Keynotes

Quantum Computing and TelCo Security (May 27)


Twenty years ago, Quantum Computing was at best amusing the TelCo security experts. But Quantum Computing has tremendously improved since then and the USA and NIST is accelerating the adoption of Post Quantum Crypto standards as the QC will be a real threat in 5-10 years. Given that the TelCo industry is very slow in its standardization efforts whose standards last many decades, the question what about Quantum Computing attacks against the TelCo crypto seems now quite timely. While the wisdom in 2019 was still that Grover’s attack is the best possible attack and simply doubling the key lengths in Milenage would suffice, our understanding of that misconception has changed.

In this talk we will look at recent quantum attacks against Milenage, the corresponding answers from ETSI on them and also look a bit into the rare PKC usage in the TelCo crypto area. Additionally, we will also provide some PQC answers on such rare PKC usage in the TelCo crypto.


Jean-Pierre Seifert
TU Berlin, Germany

Jean-Pierre Seifert’s chair at the Technical Universität Berlin is a world renowned hardware security research group in the field of contactless optoelectronic chip assessment. For his eminent research achievements, he received in 2018 the Einstein Professorship award. His recognized expertise stems also from his decade long work in the semiconductor research labs of Intel (Portland USA), Infineon Technologies (Munich, Germany), and Samsung Electronics (San Jose, USA). He is affiliated with TU, T-Labs (DT AG’s central R&D department), the Berlin Institute for the Foundations of Learning and Data (BIFOLD), the Berlin Quantum Alliance, and the Einstein Foundation Berlin.
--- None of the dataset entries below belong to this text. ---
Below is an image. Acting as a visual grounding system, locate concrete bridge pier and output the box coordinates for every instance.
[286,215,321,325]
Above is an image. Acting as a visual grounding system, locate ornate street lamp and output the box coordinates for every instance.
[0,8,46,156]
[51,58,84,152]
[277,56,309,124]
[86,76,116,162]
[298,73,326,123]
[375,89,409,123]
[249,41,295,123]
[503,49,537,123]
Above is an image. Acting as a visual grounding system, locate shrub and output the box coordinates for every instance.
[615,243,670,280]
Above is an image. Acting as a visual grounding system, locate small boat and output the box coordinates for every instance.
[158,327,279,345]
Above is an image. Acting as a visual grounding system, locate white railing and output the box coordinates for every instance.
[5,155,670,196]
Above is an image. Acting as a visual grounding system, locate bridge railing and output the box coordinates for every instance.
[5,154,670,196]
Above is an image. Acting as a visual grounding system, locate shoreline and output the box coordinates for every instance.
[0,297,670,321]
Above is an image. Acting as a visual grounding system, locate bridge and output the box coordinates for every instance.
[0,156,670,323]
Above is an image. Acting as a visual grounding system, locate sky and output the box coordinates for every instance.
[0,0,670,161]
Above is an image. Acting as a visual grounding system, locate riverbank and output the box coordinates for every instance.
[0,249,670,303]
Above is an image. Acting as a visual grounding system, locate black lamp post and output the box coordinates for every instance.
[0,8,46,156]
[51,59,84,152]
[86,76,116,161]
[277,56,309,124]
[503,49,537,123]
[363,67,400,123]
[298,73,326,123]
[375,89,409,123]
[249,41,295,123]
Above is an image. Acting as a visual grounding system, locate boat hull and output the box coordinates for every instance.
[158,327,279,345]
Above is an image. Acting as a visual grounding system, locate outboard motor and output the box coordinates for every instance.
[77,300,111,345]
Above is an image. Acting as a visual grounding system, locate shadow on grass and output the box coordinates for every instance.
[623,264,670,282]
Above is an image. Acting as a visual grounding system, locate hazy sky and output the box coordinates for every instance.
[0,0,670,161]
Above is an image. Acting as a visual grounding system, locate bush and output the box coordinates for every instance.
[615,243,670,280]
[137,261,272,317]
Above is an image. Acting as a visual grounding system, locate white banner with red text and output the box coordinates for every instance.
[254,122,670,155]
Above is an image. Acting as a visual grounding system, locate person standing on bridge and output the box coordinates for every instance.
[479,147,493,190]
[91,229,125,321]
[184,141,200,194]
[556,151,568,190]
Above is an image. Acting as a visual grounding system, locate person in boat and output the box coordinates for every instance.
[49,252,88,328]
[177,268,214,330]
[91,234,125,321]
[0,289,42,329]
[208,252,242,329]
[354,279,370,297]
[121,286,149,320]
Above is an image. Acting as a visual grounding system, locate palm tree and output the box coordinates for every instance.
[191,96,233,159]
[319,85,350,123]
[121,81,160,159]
Being a mathematically oriented cryptographer and theoretical computer scientist, he has a substantial amount of computational complexity expertise. As single author he has created the field of fault attacks against the public keys of asymmetric cryptography and was the co-inventor of branch prediction attacks. His learning research was seminal for the correct definition of the security of physically unclonable functions (PUF) within the PAC learning framework. With a very early single author publication in the field of factorization via Shor’s quantum algorithm, he paved the way for the overarching research field of reducing the number of qubits in Shor’s famous QC algorithms for the factorization and the discrete logarithm problem via lattice basis reduction instead of the original continued fraction algorithm.

When Wireless Protocols Meet New Threat Models
(May 28)


This presentation will argue that several past (wireless) protocol attacks were found by creatively thinking about threat models. This will be illustrated by Wi-Fi attacks such as KRACK and FragAttacks. I will then discuss how this can inspire defenders and attackers.

Mathy Vanhoef
KU Leuven University, Belgium

Mathy Vanhoef is an Assistant Professor at KU Leuven University in Belgium. He’s interested in network and software security, where he studies the security of the full network stack, with a focus on Wi-Fi security and applied cryptography. In this area, he tries to bridge the gap between real-world code and theory. He previously discovered the KRACK attack against WPA2 and the Dragonblood attack against WPA3. He also collaborated with the industry to design and standardize two new Wi-Fi defenses. One of these defenses, called beacon protection, will become mandatory in Wi-Fi 7.